Banner mit einer Glaskugel und der Aufschrift "Perspektivwechsel"

Perspektivwechsel: „Am I next?“ – Gemeinsam gegen Gewalt an Frauen am Kap der Guten Hoffnung

In dieser Rubrik unseres Blogs möchten wir die Perspektive ein wenig erweitern: Was passiert außerhalb der Universität Bamberg im Rest der Welt rund um das Thema Gender und Gleichberechtigung?


Es ist Dienstag, mein vierter Tag in Kapstadt. Die Sonne scheint, ich laufe durch den Central Business District, als ich laute Stimmen höre. Ist es Gesang? Ich drehe mich um. Junge Erwachsene, alle in schwarz gekleidet, kommen um die Ecke. Sie heben Plakate in die Luft. Was drauf steht, kann ich noch nicht lesen. 20, 30, 40 – es werden mehr und mehr. Sie rufen etwas, das ich im Stimmgewirr nicht verstehen kann. Mein irritierter Gesichtsausdruck verrät mich: Ich habe keine Ahnung, was hier gerade vor sich geht. Ein Mann neben mir erklärt mir, es seien Student_innen, die gegen Gewalt an Frauen protestieren.

Alle drei Stunden

„Am I next?“ steht auf den meisten Plakaten. Die Wahrscheinlichkeit, „die Nächste“ zu sein, ist hier in der Tat hoch: Alle drei Stunden wird in Südafrika eine Frau getötet. Unlängst spricht man von Femizid, also der Tötung von Frauen aufgrund ihres Geschlechts. Viele dieser Tötungsdelikte gehen mit sexueller Gewalt einher. 40 000 Vergewaltigungen werden in Kapstadt jährlich angezeigt. Die Dunkelziffer ist viel höher: Nur jede zwanzigste Frau, so sagen Frauenrechtsorganisationen, gehe hier zur Polizei. Gewalt steht am Kap der Guten Hoffnung leider auf der Tagesordnung. Aber was ist passiert, dass die Menschen sogar protestierend durch die Straßen ziehen?

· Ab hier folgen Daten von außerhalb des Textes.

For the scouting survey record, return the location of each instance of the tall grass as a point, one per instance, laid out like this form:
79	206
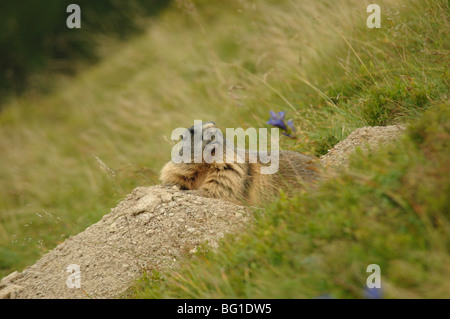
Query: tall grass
74	153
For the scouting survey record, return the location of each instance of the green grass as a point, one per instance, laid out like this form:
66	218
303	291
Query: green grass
72	154
390	209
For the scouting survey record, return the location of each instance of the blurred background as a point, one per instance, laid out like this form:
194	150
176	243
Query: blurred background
34	35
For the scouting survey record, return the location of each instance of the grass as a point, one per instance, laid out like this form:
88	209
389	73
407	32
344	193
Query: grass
72	154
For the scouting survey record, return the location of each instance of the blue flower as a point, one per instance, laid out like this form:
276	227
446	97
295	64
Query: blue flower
277	120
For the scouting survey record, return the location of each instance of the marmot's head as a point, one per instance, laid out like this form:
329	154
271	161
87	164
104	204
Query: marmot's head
204	142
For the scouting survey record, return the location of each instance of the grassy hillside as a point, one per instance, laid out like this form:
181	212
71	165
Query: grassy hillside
71	155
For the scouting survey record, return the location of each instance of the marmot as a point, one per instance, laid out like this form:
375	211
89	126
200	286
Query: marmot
237	182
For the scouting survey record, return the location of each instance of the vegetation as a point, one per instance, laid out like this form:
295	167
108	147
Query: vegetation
70	155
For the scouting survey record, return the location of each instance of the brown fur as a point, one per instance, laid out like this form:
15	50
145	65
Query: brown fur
242	182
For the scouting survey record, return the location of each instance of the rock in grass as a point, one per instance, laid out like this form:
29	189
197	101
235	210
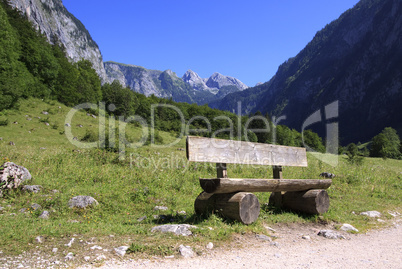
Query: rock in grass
40	239
330	234
178	229
121	251
210	245
44	215
12	176
263	237
35	206
82	202
69	256
186	251
347	227
327	175
160	208
32	188
371	214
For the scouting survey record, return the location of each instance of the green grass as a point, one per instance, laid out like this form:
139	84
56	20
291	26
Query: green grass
130	189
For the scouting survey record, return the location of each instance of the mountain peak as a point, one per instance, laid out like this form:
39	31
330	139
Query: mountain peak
218	80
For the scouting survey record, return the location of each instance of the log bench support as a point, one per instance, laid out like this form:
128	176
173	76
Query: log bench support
232	197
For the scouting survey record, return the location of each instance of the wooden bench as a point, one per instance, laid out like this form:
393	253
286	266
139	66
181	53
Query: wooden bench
233	197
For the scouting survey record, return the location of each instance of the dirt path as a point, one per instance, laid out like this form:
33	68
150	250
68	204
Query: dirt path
376	249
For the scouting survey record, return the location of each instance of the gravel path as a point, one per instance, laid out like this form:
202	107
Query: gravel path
376	249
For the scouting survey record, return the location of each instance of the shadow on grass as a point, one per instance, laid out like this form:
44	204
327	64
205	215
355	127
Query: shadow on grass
273	210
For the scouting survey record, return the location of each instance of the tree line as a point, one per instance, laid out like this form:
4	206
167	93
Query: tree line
32	67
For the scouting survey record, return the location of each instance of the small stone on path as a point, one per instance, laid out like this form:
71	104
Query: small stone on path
178	229
121	251
347	227
186	251
330	234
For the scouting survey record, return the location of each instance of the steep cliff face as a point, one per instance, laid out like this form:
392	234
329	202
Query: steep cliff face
54	20
190	88
355	60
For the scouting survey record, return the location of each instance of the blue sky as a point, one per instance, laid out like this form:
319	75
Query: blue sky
243	39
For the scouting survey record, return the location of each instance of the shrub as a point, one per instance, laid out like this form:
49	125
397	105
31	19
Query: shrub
353	154
3	121
386	144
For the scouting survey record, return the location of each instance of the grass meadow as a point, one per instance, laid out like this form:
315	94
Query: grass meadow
150	176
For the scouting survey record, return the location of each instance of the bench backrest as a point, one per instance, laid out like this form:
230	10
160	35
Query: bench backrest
201	149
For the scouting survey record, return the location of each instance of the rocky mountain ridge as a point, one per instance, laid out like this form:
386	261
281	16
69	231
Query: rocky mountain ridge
54	20
59	25
354	60
189	88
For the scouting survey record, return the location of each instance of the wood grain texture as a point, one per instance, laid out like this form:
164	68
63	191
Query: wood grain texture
310	202
240	206
201	149
229	185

„Wer eine Frau schlägt, schlägt auf Stein!“

Eine 19-jährige angehende Theologiestudentin wurde vergewaltigt und ermordet, nachdem sie am Morgen eine Auszeichnung anlässlich des „Monats der Frau“ erhalten hatte. Einige weitere traurige und besonders schockierende Fälle, deren Details hier nicht näher erläutert werden sollen, hatten sich zuvor zugetragen. Nichts Ungewöhnliches am südlichsten Zipfel Afrikas, nur, dass der Zeitpunkt der sprichwörtliche Tropfen war, der das Fass zum Überlaufen gebracht hat. August ist in Südafrika alljährlich der „Monat der Frau“, dessen historischen Wurzeln in der Zeit der Apartheid liegen: 1956 hatten bei einem Protestmarsch zwanzigtausend Frauen unterschiedlicher Hautfarbe und Nation gegen ihre nichtexistierenden Rechte protestiert. „Wathint’Abafazi Wathint’imbokodo!“, was so viel bedeutet wie „Wer eine Frau schlägt, schlägt auf Stein!“, lautet das historische Motto, das aus der Zeit hervorging.

Mit Gesang gegen Gewalt

Heute, 63 Jahre später, ist es die Frustration gegenüber der Untätigkeit der Regierung, gegen Gewalt an Frauen strenger vorzugehen, die die Menschen auf die Straße treibt. Am Mittwoch, einen Tag nach meinem zufälligen Kontakt mit den Protesten, findet schließlich eine offizielle Demonstration statt, an der auch die Redaktion, in der ich zurzeit mein Praktikum absolviere, teilnimmt. Ich finde mich schließlich selbst inmitten der Protestierenden wieder. Es ist nicht meine erste Demonstration, doch ganz anders, als ich es aus Deutschland gewohnt bin: Trotz des traurigen Anlasses werden immer wieder Gesänge angestimmt, Kreise formieren sich, in denen getanzt wird. Ich habe Gänsehaut am ganzen Körper. Rhythmische Klänge, Tanz und Gesang – auch das ist typisch Afrika! Und so kommt am Ende ein Gefühl von Gemeinschaft auf, das Hoffnung am Kap stiftet: Gemeinsam kann etwas bewirkt werden, sodass es für die Frauen nicht länger notwendig ist, „hart wie Stein“ zu sein!